Guinkh, a Shanghai-born White Russian, had been a concert pianist before becoming a patron of the Los Angeles Philharmonic. She died in 2007 during Lazarus’s investigation, and her unclaimed body lay warehoused in a hospital morgue. Lazarus arranged a funeral service for the forgotten woman at Hollywood’s Beth Olam cemetery and even rounded up detectives to attend the burial.
As Lazarus was finishing the case, a special LAPD surveillance team began following her, waiting for the detective to discard something with her DNA on it in a public place. After nearly two weeks, at a Simi Valley Costco in May, Lazarus tossed a soda cup and straw into a trash can. Days later Bub got the call from the SID lab. After hanging up, he notified his crew and prepared to begin briefing the chain of command, a climb that would conclude downtown at the district attorney’s office. However long the meetings would last that day, Bub knew his team’s role was over. By nightfall the cold case had been handed to the Robbery Homicide Division. No. 5 had become Stephanie Lazarus.
“The $53 Million Bamboozle,” by Bryan Smith, Chicago magazine, about a woman who embezzled a staggering amount of money to support her business breeding championship quarter horses. An excerpt:
By all accounts, Rita Crundwell blossomed both professionally and personally after the divorce. Because Dixon’s comptroller was not elected but appointed, her job was secure. She began to make herself indispensable, tightening her grip on the city’s books and studying the finer points of the complex and politically charged budget process.
By the late 1980s, says Jim Dixon, she controlled virtually everything having to do with the city’s money. She balanced the checkbook. She wrote the checks. She made the deposits. She requested funds. If people wanted money for a project, it was Crundwell to whom they appealed. Financial statements were sent to a City of Dixon post office box that she controlled; when she was away, a relative collected the mail.
That mail would have included statements for the secret account authorities say she created in 1990.
Though it was not a city account, Crundwell tried hard to make it look that way, federal sources say. She designated the City of Dixon as the primary account holder, with a second account holder listed as “RSCDA c/o Rita Crundwell.” Not that she needed to: Apparently no one at City Hall—or at the bank—ever questioned her about it.
“The Collapse,” by Evan West, Indianapolis Monthly, about the deadly stage collapse at the Indiana State Fair. A taste:
All day, the sun had warmed AmyLynn Byrd’s face, and a gentle summer breeze had tousled her hair.

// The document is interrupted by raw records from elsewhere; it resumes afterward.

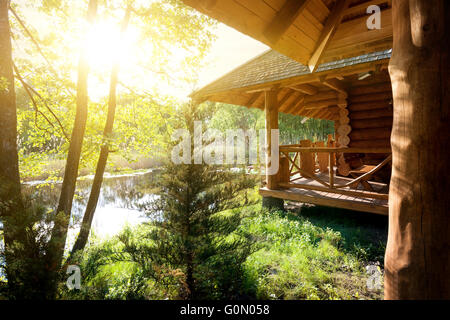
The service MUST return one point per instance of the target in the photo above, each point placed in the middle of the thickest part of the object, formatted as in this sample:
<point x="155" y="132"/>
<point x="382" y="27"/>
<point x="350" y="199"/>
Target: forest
<point x="91" y="93"/>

Now, as she waited for Sugarland, a sudden onslaught of brisk winds picked up grit from the surface of the dirt racetrack, scouring her skin like a sandblaster. Tricia Hammer, who wore contact lenses, struggled to see. Other concertgoers in the Sugarpit were already filing out through the exit. When Byrd and the Hammers heard Richards’s announcement, they decided to stick it out. Maybe they know something we don’t. Then Byrd looked off to her left and saw a dust devil whirling over the track. “I think we should just go,” she said.
As the three of them turned their backs and started to leave the concert, a giant wall of wind smacked the scaffolding above the platform. Darrell Hammer turned to look. The tarp covering the structure rippled violently, and the entire assembly began to sway. Big, cannon-shaped lights up in the rafters rattled, and as he watched, a suspended, circular LED screen began to swing from side to side, like a pendulum. Cables attached to the topmost corners of the structure dragged large concrete slabs along the parking lot next to the stage.